- January 14, 2009
- Posted by: EARSC
- Category: EARSC News
Project to calibrate sensor equipment expected to deliver significant improvements in accuracy of climate change predictions
A South Pole snowfield is to become the most analysed spot on earth this month as a global network of scientists train more than 30 satellites on the area to calibrate their sensor equipment.
The exercise, which could have major implications for risk management professionals and insurance firms the world over, will increase the reliability of orbiting monitoring equipment to deliver more accurate data on climate change.
Researchers from space agencies around the globe, coordinated by the UK’s National Physical Laboratory (NPL), will cross-reference their test results to determine for the first time, as a single exercise, differences between their measurements.
The collection of analysed data will ensure future measurements are quality-assured and will lead to vast improvements in measuring climate change, weather systems and monitoring disaster areas amongst others.
Some of these measurements require the detection of changes of a few tenths of a per cent per decade, yet current measurements from different satellite systems can wildly fluctuate, sometimes to levels more than 20 times greater than the changes the scientists are analysing.
The string of satellites, ranging in spatial resolution from a metre to several hundred metres, will measure the reflectance of the sun by the Antarctic snow. All of the data will be cross-compared with the results from different satellites and supported by ground measurements of the site.
The polar experiment will focus on an area known as “DOME C” and can only be conducted in December and January when the Sun is relatively high in the sky during the southern hemisphere summer.
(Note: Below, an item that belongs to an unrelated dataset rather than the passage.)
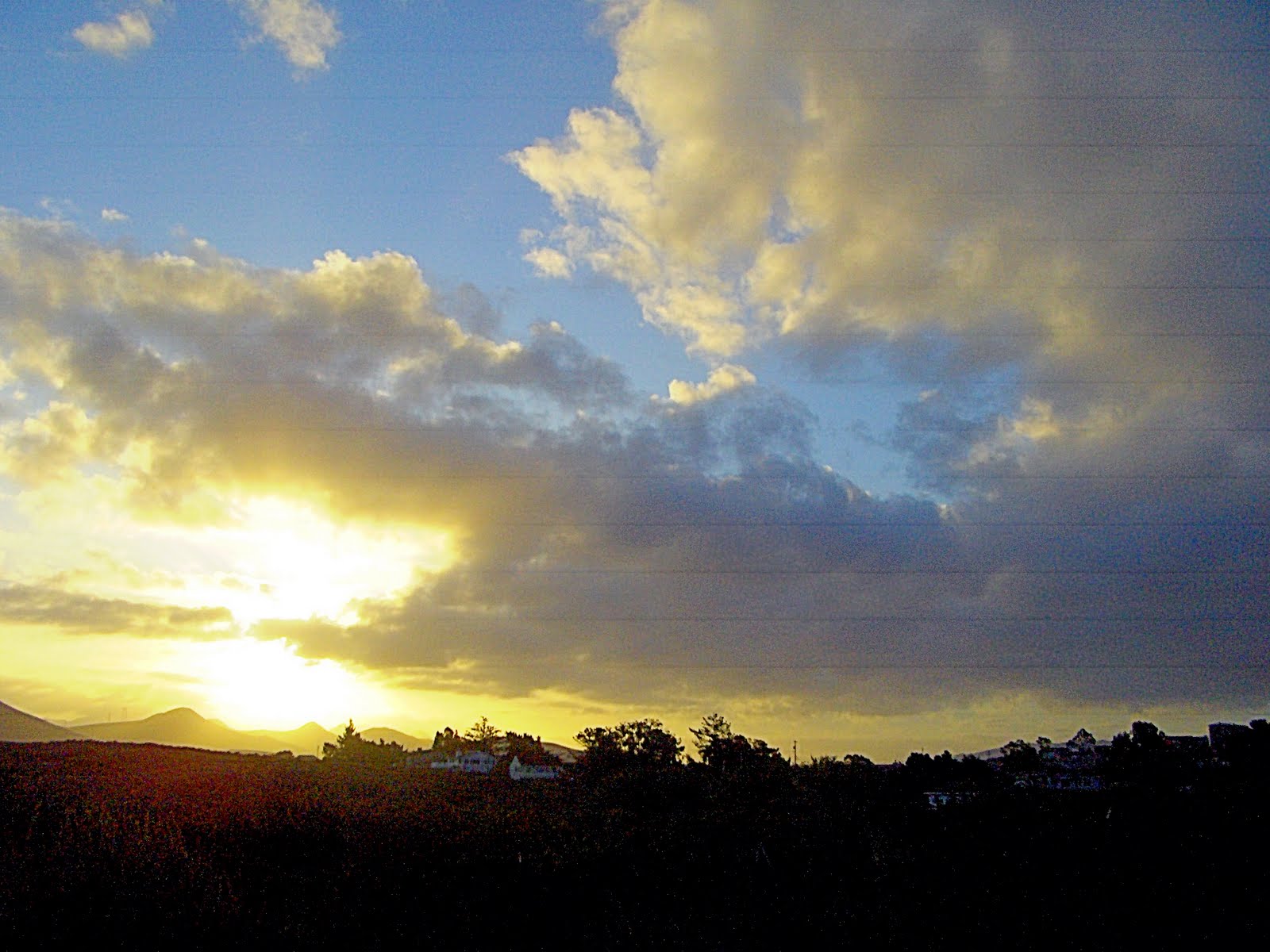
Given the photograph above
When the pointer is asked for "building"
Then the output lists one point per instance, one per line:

Nigel Fox, head of Earth Observation in NPL’s Optical Technologies software and computing team said: “This is the most comprehensive comparison of its kind ever organised and is a direct result of efforts led by NPL to establish improved quality assurance of Earth observation data.
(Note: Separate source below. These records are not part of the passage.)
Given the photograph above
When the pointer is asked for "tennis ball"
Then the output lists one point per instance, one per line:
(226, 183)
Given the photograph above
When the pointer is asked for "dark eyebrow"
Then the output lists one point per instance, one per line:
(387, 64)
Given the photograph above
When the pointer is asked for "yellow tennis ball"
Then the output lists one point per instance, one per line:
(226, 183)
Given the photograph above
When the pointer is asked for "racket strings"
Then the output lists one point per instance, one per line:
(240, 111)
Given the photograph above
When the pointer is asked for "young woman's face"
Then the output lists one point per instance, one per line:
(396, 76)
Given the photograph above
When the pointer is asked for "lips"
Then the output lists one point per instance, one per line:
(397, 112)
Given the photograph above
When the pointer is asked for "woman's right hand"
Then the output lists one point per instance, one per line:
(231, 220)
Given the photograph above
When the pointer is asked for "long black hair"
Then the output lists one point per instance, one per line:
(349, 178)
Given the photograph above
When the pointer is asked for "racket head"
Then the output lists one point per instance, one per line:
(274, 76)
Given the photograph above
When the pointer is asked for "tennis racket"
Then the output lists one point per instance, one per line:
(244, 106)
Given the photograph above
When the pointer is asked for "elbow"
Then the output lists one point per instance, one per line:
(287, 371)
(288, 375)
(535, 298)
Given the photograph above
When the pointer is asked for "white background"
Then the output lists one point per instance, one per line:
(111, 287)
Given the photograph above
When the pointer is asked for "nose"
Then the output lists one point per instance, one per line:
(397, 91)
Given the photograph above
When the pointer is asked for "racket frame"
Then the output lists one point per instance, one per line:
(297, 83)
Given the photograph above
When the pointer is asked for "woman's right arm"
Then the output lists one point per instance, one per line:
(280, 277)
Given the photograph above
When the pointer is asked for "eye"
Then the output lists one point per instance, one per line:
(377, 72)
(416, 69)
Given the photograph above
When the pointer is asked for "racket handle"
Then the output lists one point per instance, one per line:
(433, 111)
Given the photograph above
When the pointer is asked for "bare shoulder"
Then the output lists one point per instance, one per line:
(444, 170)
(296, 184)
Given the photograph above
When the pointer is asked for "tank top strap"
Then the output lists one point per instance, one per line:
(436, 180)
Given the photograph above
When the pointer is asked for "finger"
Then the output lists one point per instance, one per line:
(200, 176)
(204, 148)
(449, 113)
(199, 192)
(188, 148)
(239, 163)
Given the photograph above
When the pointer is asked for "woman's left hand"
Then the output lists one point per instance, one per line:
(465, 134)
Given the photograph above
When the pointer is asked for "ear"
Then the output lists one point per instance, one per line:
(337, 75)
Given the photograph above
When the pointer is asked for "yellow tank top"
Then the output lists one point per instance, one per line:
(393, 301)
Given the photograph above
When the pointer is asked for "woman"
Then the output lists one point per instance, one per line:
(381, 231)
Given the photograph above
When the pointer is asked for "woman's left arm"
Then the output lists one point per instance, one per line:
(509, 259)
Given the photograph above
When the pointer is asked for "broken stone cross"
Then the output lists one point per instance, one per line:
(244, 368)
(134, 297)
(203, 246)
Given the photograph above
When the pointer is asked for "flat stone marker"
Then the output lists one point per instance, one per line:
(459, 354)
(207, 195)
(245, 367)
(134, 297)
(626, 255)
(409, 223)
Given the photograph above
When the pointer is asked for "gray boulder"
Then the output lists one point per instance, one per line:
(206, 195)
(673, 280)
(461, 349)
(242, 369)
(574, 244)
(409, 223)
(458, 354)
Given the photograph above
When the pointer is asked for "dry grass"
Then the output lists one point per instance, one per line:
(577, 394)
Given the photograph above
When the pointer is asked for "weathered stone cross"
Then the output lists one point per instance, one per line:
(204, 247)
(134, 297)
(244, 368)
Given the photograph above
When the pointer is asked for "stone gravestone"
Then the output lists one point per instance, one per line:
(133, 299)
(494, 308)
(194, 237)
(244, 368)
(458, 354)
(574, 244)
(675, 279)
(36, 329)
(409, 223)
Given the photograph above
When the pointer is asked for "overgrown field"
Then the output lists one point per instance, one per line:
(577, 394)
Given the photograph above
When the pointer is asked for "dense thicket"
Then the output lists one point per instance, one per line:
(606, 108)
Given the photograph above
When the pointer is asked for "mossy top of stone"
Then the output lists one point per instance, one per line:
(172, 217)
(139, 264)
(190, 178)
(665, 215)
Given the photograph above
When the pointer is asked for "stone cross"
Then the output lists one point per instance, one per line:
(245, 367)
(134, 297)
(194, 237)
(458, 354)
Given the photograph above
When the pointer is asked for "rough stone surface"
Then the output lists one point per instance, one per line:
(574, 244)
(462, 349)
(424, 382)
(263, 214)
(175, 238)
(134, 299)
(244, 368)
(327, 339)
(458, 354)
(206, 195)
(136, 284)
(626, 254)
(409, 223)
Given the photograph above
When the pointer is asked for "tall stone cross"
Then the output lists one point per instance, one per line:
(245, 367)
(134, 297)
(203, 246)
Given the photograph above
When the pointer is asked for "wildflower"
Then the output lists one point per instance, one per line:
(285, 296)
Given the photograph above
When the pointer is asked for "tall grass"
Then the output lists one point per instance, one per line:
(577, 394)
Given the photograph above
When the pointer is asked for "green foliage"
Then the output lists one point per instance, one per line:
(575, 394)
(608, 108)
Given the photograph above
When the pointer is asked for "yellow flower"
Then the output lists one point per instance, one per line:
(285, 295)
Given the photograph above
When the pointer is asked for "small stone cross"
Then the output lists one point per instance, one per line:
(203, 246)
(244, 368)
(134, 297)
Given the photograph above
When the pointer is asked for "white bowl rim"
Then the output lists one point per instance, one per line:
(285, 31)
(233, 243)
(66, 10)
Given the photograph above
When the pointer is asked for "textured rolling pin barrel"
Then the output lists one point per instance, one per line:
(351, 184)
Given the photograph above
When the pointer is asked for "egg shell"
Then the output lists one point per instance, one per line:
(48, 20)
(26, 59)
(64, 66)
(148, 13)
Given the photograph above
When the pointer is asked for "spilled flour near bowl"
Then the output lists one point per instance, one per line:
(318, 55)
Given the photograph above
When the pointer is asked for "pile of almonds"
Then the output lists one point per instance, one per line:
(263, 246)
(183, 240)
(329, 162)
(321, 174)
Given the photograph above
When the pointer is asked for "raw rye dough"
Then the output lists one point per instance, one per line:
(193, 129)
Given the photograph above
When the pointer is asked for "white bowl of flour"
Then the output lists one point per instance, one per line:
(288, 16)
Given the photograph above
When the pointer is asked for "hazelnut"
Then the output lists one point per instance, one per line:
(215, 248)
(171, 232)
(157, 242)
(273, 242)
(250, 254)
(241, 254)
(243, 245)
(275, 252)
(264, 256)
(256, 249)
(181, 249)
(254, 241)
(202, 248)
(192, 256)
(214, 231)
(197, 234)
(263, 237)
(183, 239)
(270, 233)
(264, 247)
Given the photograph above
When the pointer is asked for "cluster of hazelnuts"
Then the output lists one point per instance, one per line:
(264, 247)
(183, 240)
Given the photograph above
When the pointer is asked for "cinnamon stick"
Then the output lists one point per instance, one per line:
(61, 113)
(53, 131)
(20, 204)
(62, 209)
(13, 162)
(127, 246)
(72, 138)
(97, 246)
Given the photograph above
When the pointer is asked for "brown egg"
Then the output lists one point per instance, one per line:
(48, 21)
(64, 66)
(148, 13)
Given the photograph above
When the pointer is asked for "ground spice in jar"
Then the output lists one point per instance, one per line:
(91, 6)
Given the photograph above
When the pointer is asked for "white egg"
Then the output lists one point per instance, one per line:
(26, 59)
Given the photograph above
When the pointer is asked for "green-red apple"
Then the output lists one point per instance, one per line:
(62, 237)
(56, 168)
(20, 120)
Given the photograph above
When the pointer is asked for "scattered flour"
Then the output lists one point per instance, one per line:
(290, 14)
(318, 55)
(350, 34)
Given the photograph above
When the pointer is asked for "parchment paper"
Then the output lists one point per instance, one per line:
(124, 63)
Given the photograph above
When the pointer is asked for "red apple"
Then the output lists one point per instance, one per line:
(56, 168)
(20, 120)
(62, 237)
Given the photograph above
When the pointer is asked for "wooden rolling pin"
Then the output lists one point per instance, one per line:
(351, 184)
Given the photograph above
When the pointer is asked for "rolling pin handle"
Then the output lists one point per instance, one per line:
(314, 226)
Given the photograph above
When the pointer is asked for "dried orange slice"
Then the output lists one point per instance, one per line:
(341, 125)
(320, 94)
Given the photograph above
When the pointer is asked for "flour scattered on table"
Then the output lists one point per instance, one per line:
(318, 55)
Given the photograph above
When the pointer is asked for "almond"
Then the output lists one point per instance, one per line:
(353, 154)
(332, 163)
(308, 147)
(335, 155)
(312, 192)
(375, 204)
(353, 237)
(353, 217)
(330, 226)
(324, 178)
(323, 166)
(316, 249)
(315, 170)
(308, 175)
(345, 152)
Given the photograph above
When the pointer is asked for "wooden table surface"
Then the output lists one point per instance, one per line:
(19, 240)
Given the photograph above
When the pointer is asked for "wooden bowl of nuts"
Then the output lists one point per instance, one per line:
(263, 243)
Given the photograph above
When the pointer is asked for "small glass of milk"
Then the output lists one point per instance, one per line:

“As the data from many of the sensors involved in this comparison is used in studies of climate change, it is essential that we can reliably combine it together and start to use it as a truly global resource and reference for the future. This comparison will provide the information and evidence to allow this to happen.”
This quality-control experiment is the first of a series led by NPL, supported by the Department for Innovation, Universities and Skills, the European Space Agency and the British National Space Centre, to address key issues in Earth observation.
The drive to deliver more accurate data is being implemented throughout the world’s space agencies ensuring that its next generation of satellites for example in Europe, the Sentinels, are fully compliant and able to deliver continuous operational data to enable more precise climate change studies.
Future experiments include measurements of the temperature of the ocean and reflectance of a salt lake in Turkey.